Benno hizo una pausa, como si lo meditara.
– Vale, pero no porque te tenga miedo.
– Te comprendo.
– O porque vaya a pensar que matarás a Marco.
– No, lo comprendo -dijo Raylan-. Lo haces por lo bueno que eres.
– Así es. Venga, vamos.
Volvieron junto al Mercedes. Benno cogió el teléfono y marcó un número. Esperó, habló atropelladamente en italiano y volvió a esperar. Raylan escuchó una voz que decía en inglés: «¿Sí, qué?», y Benno le pasó el teléfono.
– Es el chuleta.
– ¿Nicky? -preguntó Raylan-. Soy el agente federal Raylan Givens. ¿Cómo estás?
Raylan le pidió a Joyce que sacara los coches del garaje antes de encerrar a Benno en el interior junto con su compañero. Era una precaución por si sabían hacer un puente, arrancar un coche sin la llave.
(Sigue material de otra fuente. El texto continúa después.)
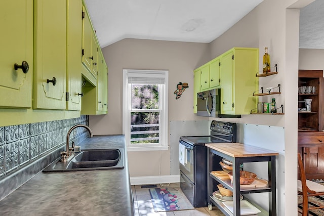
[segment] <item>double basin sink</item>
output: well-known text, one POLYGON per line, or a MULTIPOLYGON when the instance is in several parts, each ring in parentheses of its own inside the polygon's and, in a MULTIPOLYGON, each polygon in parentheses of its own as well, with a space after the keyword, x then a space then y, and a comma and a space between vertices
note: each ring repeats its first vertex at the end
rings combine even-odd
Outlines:
POLYGON ((67 162, 58 159, 43 170, 44 172, 85 171, 124 168, 123 148, 91 149, 70 156, 67 162))

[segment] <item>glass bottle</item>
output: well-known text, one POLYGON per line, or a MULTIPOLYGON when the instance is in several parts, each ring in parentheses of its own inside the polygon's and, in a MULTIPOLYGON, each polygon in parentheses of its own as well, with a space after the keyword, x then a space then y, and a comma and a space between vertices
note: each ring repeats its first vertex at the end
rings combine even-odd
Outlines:
POLYGON ((263 55, 263 73, 270 72, 270 55, 268 54, 268 48, 264 48, 263 55))
POLYGON ((277 112, 277 110, 275 109, 275 99, 274 98, 272 98, 272 101, 271 101, 271 113, 276 113, 277 112))

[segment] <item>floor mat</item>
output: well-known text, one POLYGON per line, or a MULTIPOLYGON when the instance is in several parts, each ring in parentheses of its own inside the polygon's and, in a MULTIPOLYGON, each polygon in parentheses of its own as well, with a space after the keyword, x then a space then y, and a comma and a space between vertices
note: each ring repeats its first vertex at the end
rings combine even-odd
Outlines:
POLYGON ((194 209, 180 188, 150 188, 149 190, 155 212, 194 209))
MULTIPOLYGON (((308 197, 308 203, 309 206, 318 206, 319 203, 322 205, 324 202, 324 196, 310 196, 308 197)), ((303 196, 302 195, 298 195, 298 208, 299 208, 299 211, 300 211, 303 208, 303 196)), ((321 209, 310 210, 308 211, 309 215, 314 216, 324 216, 324 210, 321 209)))

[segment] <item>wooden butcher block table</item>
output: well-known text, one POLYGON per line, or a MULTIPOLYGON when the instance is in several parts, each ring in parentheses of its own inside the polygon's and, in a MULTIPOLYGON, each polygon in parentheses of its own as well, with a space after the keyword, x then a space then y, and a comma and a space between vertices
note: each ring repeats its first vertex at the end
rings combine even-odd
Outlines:
MULTIPOLYGON (((275 157, 278 153, 256 146, 245 145, 242 143, 210 143, 205 145, 209 148, 208 159, 209 161, 208 170, 209 172, 208 178, 208 191, 209 193, 209 207, 212 208, 212 204, 217 206, 226 215, 240 215, 240 196, 241 194, 254 193, 268 193, 269 211, 261 209, 258 215, 276 215, 276 178, 275 178, 275 157), (233 163, 233 182, 227 179, 222 179, 213 170, 213 160, 215 160, 213 155, 226 158, 233 163), (239 164, 244 162, 268 161, 268 185, 264 187, 255 187, 248 188, 241 187, 239 184, 239 164), (214 175, 213 175, 214 174, 214 175), (238 178, 236 178, 237 177, 238 178), (213 180, 216 180, 227 188, 233 191, 233 212, 229 211, 221 201, 213 198, 213 180)), ((214 161, 215 162, 215 161, 214 161)))

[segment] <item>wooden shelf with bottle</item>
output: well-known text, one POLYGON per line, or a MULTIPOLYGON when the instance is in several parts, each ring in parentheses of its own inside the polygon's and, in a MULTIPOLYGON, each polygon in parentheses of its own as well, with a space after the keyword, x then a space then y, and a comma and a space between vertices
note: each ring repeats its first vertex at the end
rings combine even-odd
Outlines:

Raylan dijo que de ser así, utilizarían los coches para echar abajo los portones. Después explicó su plan: la única manera a su juicio de poder salir del país sin que les atraparan.
A Joyce no le gustó la idea.
– ¿Qué le impide venir con nosotros?
– Si lo hago, ¿cómo me ocuparé de Robert?
– Me refiero a que podemos esperarle, irnos todos juntos.
– Si esperamos no se irá ninguno de nosotros.
– Salgamos de aquí -dijo Harry.
Bajaron por la colina en el Mercedes, al oscurecer. Raylan iba al volante, Harry y Joyce en el asiento trasero. Los dos se agacharon cuando atravesaron Maurizio di Monti, al pasar frente a aquellos edificios que se alzaban pálidos en la oscuridad, con algunos portales iluminados; rebasaron un coche estacionado donde había alguien con una radio, listo para informar, pero que no esperaba ver un Mercedes. Raylan confió en que el tipo lo tomara por Benno conduciendo deprisa.
Harry fue el único que habló rompiendo el silencio que reinaba en el coche. Dijo que creía que Robert les había dicho dónde vivía.
– Si lo hubiera hecho -dijo Raylan al espejo retrovisor-, habrían llegado a la casa antes de que nos fuéramos y ya estaríamos muertos.
¿Es que no lo entendía?
– ¿Con quién habló usted? -le preguntó Harry.
– Con el joven, Nicky.
– ¿Intentaron hacer hablar a Robert?
– No lo dijo.
– ¿Por qué no se lo preguntó?
Raylan, ocupado en enfilar una curva cerrada, no respondió.
– ¿Por qué no se lo iba a decir si se lo preguntaban?